Сергей ответил, что он не понял, в чем было дело, но если такой "зубр", как Бронштейн встал на четвереньки, то, по-видимому, это так и надо. Взамен наших разодранных брюк, Лутанов выдал нам новые, из имеющегося у него комплекта новой рабочей одежды.

Весной 1958 года я неожиданно получил приглашение зайти ко второму секретарю райкома партии. Дородный якут, фамилию которого я не помню, встретил меня очень радушно и даже угостил чаем. Расспрашивал о работе, моей рационализаторской и изобретательской деятельности, о которой писали местные якутские газеты, в том числе и главный печатный орган республики "Советская Якутия", а также о делах в клубе и чем райком может ему помочь. Как бы, между прочим, он спросил, почему я, получив уже почти как три года реабилитацию, не вступаю в партию, тем более что занимаю довольно ответственный пост и провожу активную общественную работу. Признаться, я растерялся и стал объяснять что-то о своей занятости, да и о своем прошлом.
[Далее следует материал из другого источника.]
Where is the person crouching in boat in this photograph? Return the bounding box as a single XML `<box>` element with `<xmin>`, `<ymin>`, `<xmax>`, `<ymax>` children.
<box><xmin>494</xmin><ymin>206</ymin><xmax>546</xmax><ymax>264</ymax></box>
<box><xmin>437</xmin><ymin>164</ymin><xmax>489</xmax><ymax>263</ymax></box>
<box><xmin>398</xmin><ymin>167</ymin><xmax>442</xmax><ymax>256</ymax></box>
Он ответил, что знает обо мне все, что отец мой тоже был коммунистом и расстрелян врагами партии, а также что он посмертно восстановлен в ее рядах, да и мой дед (Троцкий), несмотря на ряд расхождений с официальным курсом партии, был героем гражданской войны и крупным теоретиком марксизма. Заверив его, что у меня нет расхождений с новым курсом партии и я согласен с проводимыми преобразованиями, а также, что коммунизм является заветной мечтой человечества мы, вполне удовлетворенные друг другом, расстались и больше никогда уже не встречались. Следует отметить, что я, как все бывшие политзаключенные, были благодарны Н.С. Хрущеву и восхищались его энергией, проявленной им в борьбе против сталинистов, оставшихся в политбюро и других руководящих органах партии. Мы страшно боялись возврата старых порядков и появления новых сатрапов партии, а также считали, что только обновление ее рядов и изменение ее программы и устава приведет к успеху и ее либерализации. Поэтому вскоре, получив рекомендации от своих сослуживцев, я стал кандидатом в члены КПСС.